There are three dataset objects - train split, val split and test split. Each split consists of X and y - X is the features and y is the output label. Froe example the train split has X.shape (3360, 1024)
and y.shape (3360, 1). This implies that there are 3360 samples in the train split - and each sample is represented by an ECFP vector of size 1024. 

##Training a Model on Fingerprints

In [24]:
model = dc.models.MultitaskClassifier(n_tasks=1, n_features=1024, layer_sizes=[1000])

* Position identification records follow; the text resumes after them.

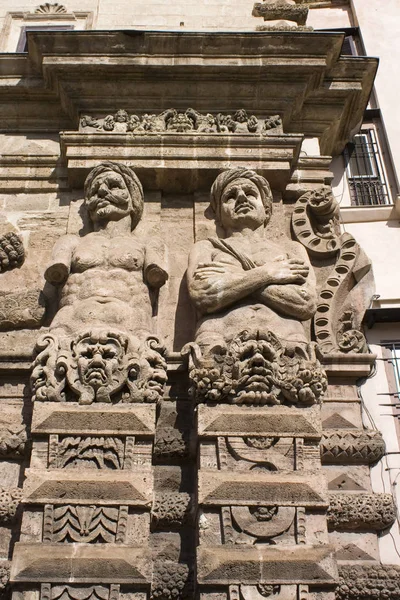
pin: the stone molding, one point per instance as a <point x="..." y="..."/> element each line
<point x="352" y="446"/>
<point x="361" y="512"/>
<point x="174" y="121"/>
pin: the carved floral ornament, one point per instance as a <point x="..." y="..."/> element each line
<point x="190" y="121"/>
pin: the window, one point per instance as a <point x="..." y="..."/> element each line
<point x="365" y="170"/>
<point x="23" y="42"/>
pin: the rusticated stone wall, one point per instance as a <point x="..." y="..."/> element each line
<point x="182" y="338"/>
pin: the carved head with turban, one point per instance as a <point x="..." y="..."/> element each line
<point x="240" y="197"/>
<point x="112" y="192"/>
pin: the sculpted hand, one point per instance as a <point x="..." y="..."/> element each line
<point x="207" y="270"/>
<point x="286" y="270"/>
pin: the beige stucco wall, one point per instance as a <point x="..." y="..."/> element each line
<point x="379" y="24"/>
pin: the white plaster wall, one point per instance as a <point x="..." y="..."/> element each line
<point x="379" y="24"/>
<point x="385" y="475"/>
<point x="381" y="242"/>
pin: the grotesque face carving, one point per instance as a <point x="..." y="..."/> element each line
<point x="108" y="197"/>
<point x="242" y="206"/>
<point x="100" y="366"/>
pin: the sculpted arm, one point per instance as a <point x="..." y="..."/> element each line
<point x="215" y="285"/>
<point x="298" y="299"/>
<point x="60" y="265"/>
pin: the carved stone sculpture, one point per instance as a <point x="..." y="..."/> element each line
<point x="12" y="253"/>
<point x="351" y="446"/>
<point x="252" y="295"/>
<point x="9" y="502"/>
<point x="190" y="121"/>
<point x="338" y="317"/>
<point x="361" y="512"/>
<point x="100" y="342"/>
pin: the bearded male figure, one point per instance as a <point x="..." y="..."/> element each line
<point x="252" y="296"/>
<point x="101" y="345"/>
<point x="106" y="276"/>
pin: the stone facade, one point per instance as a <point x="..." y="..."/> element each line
<point x="182" y="336"/>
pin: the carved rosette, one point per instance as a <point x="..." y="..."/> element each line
<point x="256" y="369"/>
<point x="98" y="366"/>
<point x="190" y="121"/>
<point x="353" y="446"/>
<point x="361" y="512"/>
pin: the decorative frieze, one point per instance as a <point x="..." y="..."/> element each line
<point x="351" y="446"/>
<point x="372" y="581"/>
<point x="49" y="8"/>
<point x="361" y="512"/>
<point x="174" y="121"/>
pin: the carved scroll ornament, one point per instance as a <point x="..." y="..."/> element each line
<point x="257" y="370"/>
<point x="98" y="366"/>
<point x="316" y="226"/>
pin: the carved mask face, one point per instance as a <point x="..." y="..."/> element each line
<point x="242" y="206"/>
<point x="108" y="198"/>
<point x="99" y="363"/>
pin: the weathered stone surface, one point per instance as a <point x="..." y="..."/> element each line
<point x="82" y="563"/>
<point x="9" y="502"/>
<point x="247" y="281"/>
<point x="173" y="121"/>
<point x="353" y="446"/>
<point x="88" y="487"/>
<point x="361" y="512"/>
<point x="172" y="510"/>
<point x="277" y="420"/>
<point x="261" y="488"/>
<point x="300" y="564"/>
<point x="132" y="419"/>
<point x="368" y="581"/>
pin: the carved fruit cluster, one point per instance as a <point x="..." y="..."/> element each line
<point x="257" y="369"/>
<point x="171" y="510"/>
<point x="170" y="581"/>
<point x="12" y="253"/>
<point x="9" y="502"/>
<point x="361" y="512"/>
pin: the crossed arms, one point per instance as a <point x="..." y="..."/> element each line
<point x="286" y="285"/>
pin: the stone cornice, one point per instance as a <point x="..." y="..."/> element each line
<point x="298" y="76"/>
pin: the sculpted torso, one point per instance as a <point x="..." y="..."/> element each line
<point x="106" y="275"/>
<point x="247" y="282"/>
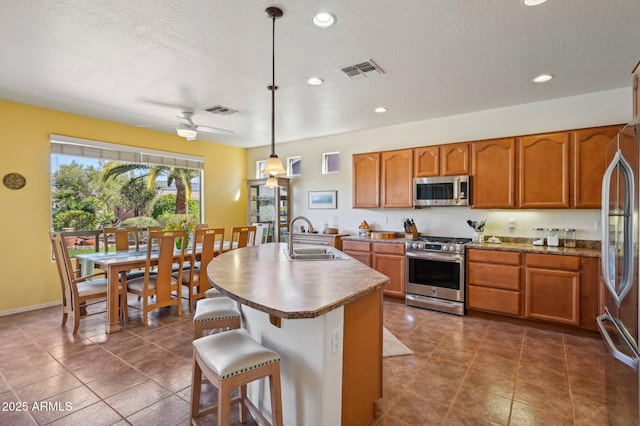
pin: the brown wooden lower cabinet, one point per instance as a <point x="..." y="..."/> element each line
<point x="494" y="300"/>
<point x="553" y="289"/>
<point x="359" y="250"/>
<point x="493" y="281"/>
<point x="558" y="289"/>
<point x="387" y="258"/>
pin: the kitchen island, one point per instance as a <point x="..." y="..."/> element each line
<point x="324" y="318"/>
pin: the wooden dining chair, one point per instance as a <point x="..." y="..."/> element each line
<point x="219" y="241"/>
<point x="78" y="292"/>
<point x="194" y="278"/>
<point x="159" y="283"/>
<point x="122" y="238"/>
<point x="242" y="236"/>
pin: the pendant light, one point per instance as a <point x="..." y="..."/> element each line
<point x="274" y="166"/>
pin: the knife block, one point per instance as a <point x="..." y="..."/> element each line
<point x="413" y="233"/>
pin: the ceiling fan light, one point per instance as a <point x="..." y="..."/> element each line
<point x="324" y="19"/>
<point x="272" y="182"/>
<point x="274" y="166"/>
<point x="186" y="131"/>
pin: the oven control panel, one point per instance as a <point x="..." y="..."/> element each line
<point x="427" y="246"/>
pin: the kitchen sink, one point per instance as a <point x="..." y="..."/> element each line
<point x="314" y="254"/>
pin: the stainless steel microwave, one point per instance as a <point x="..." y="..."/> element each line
<point x="442" y="191"/>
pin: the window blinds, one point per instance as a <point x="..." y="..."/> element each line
<point x="67" y="145"/>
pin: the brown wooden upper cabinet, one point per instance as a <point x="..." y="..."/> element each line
<point x="441" y="160"/>
<point x="397" y="178"/>
<point x="366" y="180"/>
<point x="383" y="179"/>
<point x="636" y="90"/>
<point x="589" y="164"/>
<point x="543" y="163"/>
<point x="493" y="163"/>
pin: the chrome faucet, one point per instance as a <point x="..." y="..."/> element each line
<point x="291" y="230"/>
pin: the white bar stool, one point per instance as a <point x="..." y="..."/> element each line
<point x="212" y="292"/>
<point x="230" y="359"/>
<point x="215" y="313"/>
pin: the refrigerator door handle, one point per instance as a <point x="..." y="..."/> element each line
<point x="626" y="281"/>
<point x="625" y="359"/>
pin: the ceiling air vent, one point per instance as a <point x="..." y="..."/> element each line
<point x="221" y="110"/>
<point x="363" y="69"/>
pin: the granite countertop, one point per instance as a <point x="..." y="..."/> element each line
<point x="398" y="240"/>
<point x="262" y="277"/>
<point x="530" y="248"/>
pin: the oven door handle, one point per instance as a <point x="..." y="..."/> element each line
<point x="435" y="256"/>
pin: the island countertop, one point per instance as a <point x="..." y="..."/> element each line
<point x="263" y="278"/>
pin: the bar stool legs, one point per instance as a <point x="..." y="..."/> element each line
<point x="229" y="360"/>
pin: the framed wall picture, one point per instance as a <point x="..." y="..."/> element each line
<point x="323" y="199"/>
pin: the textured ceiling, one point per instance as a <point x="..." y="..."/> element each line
<point x="145" y="61"/>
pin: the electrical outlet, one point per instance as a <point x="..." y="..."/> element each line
<point x="335" y="341"/>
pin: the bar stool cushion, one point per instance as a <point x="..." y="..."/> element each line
<point x="215" y="309"/>
<point x="212" y="292"/>
<point x="232" y="352"/>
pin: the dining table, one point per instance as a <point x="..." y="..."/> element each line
<point x="114" y="263"/>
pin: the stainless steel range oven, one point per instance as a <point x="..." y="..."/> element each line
<point x="435" y="274"/>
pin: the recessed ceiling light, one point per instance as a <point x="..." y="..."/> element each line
<point x="324" y="19"/>
<point x="532" y="2"/>
<point x="542" y="78"/>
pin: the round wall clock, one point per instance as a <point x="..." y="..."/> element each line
<point x="14" y="181"/>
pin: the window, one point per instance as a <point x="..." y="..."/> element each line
<point x="82" y="199"/>
<point x="330" y="163"/>
<point x="294" y="166"/>
<point x="260" y="165"/>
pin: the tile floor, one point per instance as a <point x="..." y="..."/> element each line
<point x="465" y="370"/>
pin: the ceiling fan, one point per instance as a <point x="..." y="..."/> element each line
<point x="189" y="130"/>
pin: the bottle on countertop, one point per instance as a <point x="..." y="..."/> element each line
<point x="569" y="237"/>
<point x="538" y="236"/>
<point x="553" y="237"/>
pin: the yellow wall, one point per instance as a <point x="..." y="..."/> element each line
<point x="28" y="277"/>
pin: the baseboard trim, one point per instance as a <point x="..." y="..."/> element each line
<point x="29" y="308"/>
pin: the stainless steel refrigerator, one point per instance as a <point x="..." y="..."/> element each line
<point x="620" y="237"/>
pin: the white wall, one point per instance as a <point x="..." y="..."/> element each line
<point x="595" y="109"/>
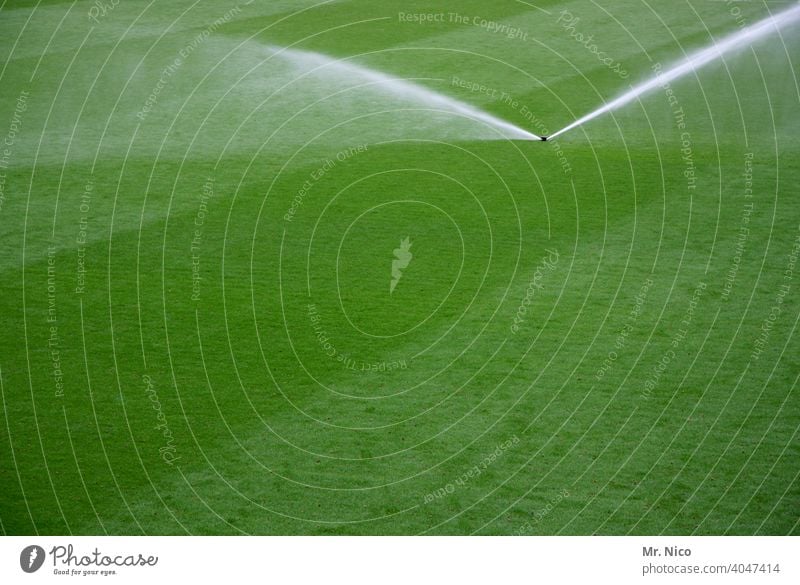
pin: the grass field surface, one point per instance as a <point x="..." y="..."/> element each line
<point x="265" y="272"/>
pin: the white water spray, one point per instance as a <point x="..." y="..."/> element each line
<point x="733" y="42"/>
<point x="402" y="89"/>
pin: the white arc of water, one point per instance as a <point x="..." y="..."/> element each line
<point x="738" y="40"/>
<point x="404" y="89"/>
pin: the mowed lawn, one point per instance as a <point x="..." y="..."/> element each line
<point x="201" y="207"/>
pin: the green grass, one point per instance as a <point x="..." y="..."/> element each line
<point x="276" y="436"/>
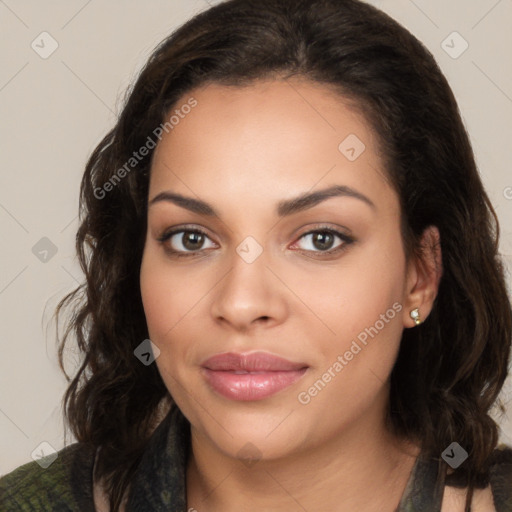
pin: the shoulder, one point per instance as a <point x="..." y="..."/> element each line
<point x="66" y="484"/>
<point x="496" y="497"/>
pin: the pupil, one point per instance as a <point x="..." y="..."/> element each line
<point x="323" y="240"/>
<point x="192" y="240"/>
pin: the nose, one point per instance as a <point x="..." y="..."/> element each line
<point x="249" y="294"/>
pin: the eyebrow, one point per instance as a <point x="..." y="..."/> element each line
<point x="284" y="208"/>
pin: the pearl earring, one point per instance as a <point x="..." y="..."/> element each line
<point x="415" y="315"/>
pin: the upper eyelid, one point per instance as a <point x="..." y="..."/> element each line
<point x="167" y="234"/>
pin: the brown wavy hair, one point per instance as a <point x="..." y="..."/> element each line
<point x="449" y="370"/>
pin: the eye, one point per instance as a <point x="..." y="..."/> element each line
<point x="185" y="242"/>
<point x="323" y="240"/>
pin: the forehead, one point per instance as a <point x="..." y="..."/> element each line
<point x="271" y="136"/>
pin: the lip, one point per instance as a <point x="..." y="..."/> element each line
<point x="253" y="376"/>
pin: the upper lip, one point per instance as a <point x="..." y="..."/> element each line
<point x="253" y="362"/>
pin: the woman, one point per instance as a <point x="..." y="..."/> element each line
<point x="293" y="297"/>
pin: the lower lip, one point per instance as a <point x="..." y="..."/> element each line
<point x="251" y="386"/>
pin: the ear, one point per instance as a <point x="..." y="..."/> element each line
<point x="424" y="273"/>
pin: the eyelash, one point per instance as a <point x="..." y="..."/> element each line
<point x="167" y="235"/>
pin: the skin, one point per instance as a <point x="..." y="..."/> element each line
<point x="243" y="150"/>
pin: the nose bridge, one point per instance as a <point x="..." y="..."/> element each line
<point x="249" y="291"/>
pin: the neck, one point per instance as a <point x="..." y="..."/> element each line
<point x="356" y="469"/>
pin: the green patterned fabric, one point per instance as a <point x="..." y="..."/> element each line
<point x="159" y="484"/>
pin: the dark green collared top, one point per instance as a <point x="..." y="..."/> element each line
<point x="159" y="483"/>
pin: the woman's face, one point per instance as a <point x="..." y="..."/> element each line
<point x="281" y="269"/>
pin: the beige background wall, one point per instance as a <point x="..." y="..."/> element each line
<point x="55" y="110"/>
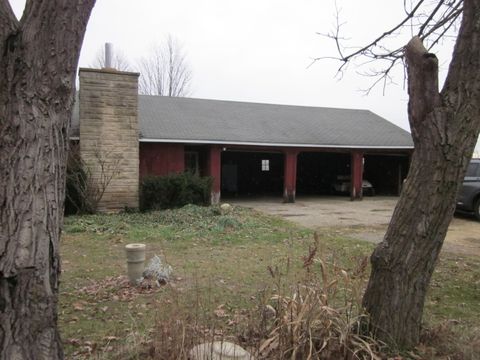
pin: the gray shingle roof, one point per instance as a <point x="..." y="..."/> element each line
<point x="199" y="120"/>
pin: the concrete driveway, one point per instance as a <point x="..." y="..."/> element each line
<point x="366" y="220"/>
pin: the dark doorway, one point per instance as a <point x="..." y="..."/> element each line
<point x="317" y="172"/>
<point x="386" y="172"/>
<point x="252" y="173"/>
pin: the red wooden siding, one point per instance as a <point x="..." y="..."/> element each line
<point x="161" y="159"/>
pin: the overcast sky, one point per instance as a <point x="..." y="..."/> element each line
<point x="257" y="50"/>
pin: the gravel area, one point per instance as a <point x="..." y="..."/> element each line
<point x="367" y="219"/>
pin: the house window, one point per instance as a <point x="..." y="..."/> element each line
<point x="265" y="165"/>
<point x="191" y="162"/>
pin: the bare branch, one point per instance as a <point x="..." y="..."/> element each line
<point x="431" y="21"/>
<point x="165" y="71"/>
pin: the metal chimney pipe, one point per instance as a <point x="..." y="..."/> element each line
<point x="108" y="55"/>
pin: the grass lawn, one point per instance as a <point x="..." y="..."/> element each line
<point x="221" y="265"/>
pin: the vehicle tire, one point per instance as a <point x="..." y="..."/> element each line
<point x="476" y="209"/>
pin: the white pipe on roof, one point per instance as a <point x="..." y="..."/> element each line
<point x="222" y="142"/>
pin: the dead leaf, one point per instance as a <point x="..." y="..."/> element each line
<point x="78" y="306"/>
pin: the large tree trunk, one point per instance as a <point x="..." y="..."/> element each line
<point x="445" y="127"/>
<point x="38" y="60"/>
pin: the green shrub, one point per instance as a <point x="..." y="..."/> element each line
<point x="174" y="190"/>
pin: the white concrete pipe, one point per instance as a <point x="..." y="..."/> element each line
<point x="135" y="261"/>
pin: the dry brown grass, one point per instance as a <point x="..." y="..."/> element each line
<point x="318" y="318"/>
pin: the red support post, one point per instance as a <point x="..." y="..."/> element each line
<point x="356" y="175"/>
<point x="290" y="176"/>
<point x="214" y="164"/>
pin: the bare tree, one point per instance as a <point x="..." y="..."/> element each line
<point x="165" y="71"/>
<point x="119" y="61"/>
<point x="445" y="125"/>
<point x="38" y="61"/>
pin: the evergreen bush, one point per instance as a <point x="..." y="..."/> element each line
<point x="174" y="190"/>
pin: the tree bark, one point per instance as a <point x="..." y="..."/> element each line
<point x="38" y="61"/>
<point x="445" y="126"/>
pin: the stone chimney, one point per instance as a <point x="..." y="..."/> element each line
<point x="109" y="134"/>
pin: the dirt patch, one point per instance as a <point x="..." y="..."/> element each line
<point x="366" y="220"/>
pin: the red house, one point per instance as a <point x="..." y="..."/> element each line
<point x="249" y="148"/>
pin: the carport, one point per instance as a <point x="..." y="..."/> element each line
<point x="386" y="172"/>
<point x="246" y="173"/>
<point x="318" y="171"/>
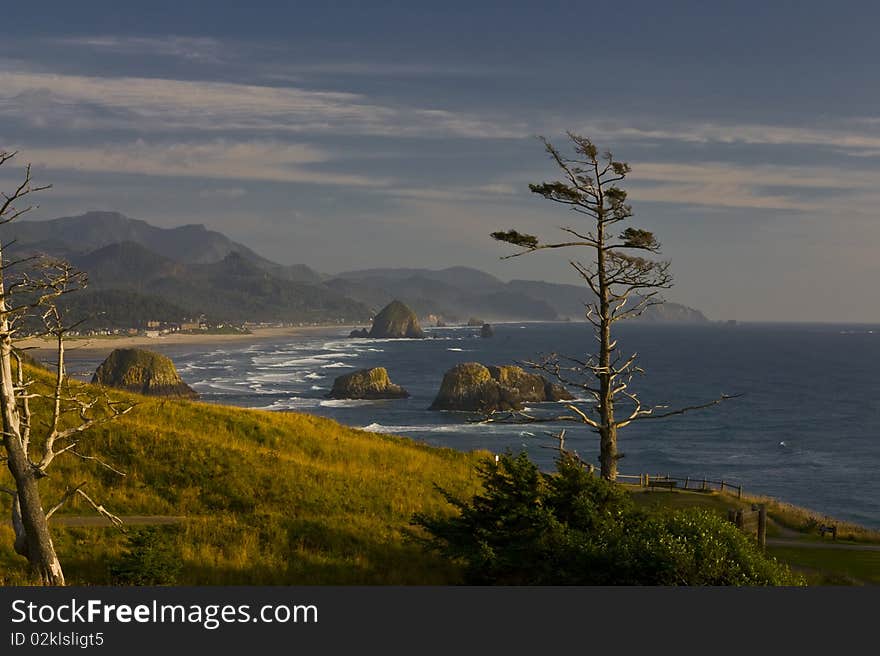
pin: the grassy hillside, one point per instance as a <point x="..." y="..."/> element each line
<point x="266" y="498"/>
<point x="247" y="497"/>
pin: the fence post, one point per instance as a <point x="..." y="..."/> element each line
<point x="762" y="526"/>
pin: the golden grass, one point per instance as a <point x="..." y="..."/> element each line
<point x="270" y="498"/>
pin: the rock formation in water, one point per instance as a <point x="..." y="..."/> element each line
<point x="474" y="387"/>
<point x="366" y="384"/>
<point x="396" y="320"/>
<point x="144" y="372"/>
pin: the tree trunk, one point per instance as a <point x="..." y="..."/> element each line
<point x="607" y="428"/>
<point x="32" y="539"/>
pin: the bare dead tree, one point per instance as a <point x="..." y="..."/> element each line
<point x="623" y="283"/>
<point x="29" y="449"/>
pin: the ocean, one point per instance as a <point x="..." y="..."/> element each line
<point x="806" y="429"/>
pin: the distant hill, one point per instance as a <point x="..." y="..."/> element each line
<point x="459" y="292"/>
<point x="233" y="289"/>
<point x="139" y="272"/>
<point x="189" y="244"/>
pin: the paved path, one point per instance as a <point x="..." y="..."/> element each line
<point x="808" y="544"/>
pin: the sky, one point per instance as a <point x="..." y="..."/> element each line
<point x="349" y="135"/>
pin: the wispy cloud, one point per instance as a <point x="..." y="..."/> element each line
<point x="223" y="193"/>
<point x="219" y="159"/>
<point x="137" y="103"/>
<point x="841" y="136"/>
<point x="200" y="49"/>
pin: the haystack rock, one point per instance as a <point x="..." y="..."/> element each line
<point x="144" y="372"/>
<point x="396" y="320"/>
<point x="474" y="387"/>
<point x="366" y="384"/>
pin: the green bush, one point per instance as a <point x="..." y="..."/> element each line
<point x="570" y="528"/>
<point x="149" y="559"/>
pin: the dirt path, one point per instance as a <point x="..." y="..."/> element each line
<point x="807" y="544"/>
<point x="128" y="520"/>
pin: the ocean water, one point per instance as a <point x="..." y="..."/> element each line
<point x="806" y="430"/>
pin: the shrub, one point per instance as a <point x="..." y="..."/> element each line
<point x="150" y="559"/>
<point x="570" y="528"/>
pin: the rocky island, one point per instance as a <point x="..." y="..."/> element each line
<point x="396" y="320"/>
<point x="366" y="384"/>
<point x="143" y="372"/>
<point x="471" y="386"/>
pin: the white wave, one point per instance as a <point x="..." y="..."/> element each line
<point x="345" y="403"/>
<point x="294" y="362"/>
<point x="293" y="403"/>
<point x="331" y="356"/>
<point x="447" y="428"/>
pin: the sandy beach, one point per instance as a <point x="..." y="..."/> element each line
<point x="41" y="348"/>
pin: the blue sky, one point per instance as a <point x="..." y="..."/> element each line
<point x="352" y="135"/>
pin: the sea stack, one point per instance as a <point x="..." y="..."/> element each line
<point x="366" y="384"/>
<point x="471" y="386"/>
<point x="144" y="372"/>
<point x="396" y="320"/>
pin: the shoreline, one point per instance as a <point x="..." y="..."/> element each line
<point x="95" y="345"/>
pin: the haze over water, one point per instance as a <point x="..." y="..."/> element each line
<point x="806" y="430"/>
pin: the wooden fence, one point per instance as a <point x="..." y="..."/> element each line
<point x="753" y="522"/>
<point x="687" y="483"/>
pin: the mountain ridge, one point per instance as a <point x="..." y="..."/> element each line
<point x="204" y="272"/>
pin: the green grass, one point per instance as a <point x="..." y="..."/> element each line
<point x="830" y="567"/>
<point x="270" y="498"/>
<point x="290" y="499"/>
<point x="819" y="566"/>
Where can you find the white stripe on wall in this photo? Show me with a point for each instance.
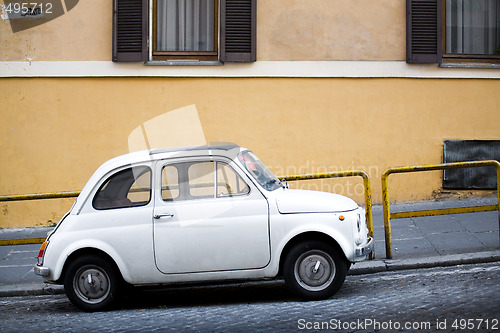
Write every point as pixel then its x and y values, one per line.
pixel 299 69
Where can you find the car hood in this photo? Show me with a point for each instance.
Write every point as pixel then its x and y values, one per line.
pixel 303 201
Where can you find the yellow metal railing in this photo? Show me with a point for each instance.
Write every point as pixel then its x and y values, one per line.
pixel 36 196
pixel 348 173
pixel 385 196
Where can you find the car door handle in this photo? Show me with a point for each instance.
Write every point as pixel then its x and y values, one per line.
pixel 159 216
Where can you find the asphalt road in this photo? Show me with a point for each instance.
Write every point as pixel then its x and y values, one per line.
pixel 463 298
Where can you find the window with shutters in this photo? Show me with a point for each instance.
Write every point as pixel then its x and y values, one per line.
pixel 472 29
pixel 452 31
pixel 184 30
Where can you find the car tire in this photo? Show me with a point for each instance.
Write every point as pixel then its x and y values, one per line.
pixel 314 270
pixel 91 283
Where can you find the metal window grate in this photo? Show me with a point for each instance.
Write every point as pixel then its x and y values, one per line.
pixel 470 150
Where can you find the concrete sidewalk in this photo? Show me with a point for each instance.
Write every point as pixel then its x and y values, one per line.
pixel 417 243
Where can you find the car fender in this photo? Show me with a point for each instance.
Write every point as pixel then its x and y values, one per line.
pixel 93 244
pixel 332 232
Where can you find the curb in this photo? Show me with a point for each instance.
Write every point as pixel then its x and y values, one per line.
pixel 30 290
pixel 365 267
pixel 386 265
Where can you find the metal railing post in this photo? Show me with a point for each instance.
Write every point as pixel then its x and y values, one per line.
pixel 433 167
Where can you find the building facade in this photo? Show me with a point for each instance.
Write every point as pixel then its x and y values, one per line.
pixel 309 86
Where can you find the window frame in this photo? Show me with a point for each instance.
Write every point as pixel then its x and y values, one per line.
pixel 426 36
pixel 183 55
pixel 133 42
pixel 462 57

`MultitaskClassifier` is a simple stack of fully connected layers. A single hidden layer of width 1000 is used. Each input will have 1024 features, and it should produce predictions for 1 task.

Note that the above network is performing learning - a single network is used for the task. This is because inter task correlations exist in the data, and to take if advantage of this single neural network is used for multiple tasks.

In [25]:
import numpy as np

model.fit(train_dataset, nb_epoch=10)
metric = dc.metrics.Metric(dc.metrics.roc_auc_score)
print('training set score:', model.evaluate(train_dataset, [metric], transformers))
print('test set score:', model.evaluate(test_dataset, [metric], transformers))

ValueError: ignored

The training set score is much higher than test set score. This indicates overfitting - and is why metrics on the validation set need to be measured in otder to tune parameters and detect overfitting.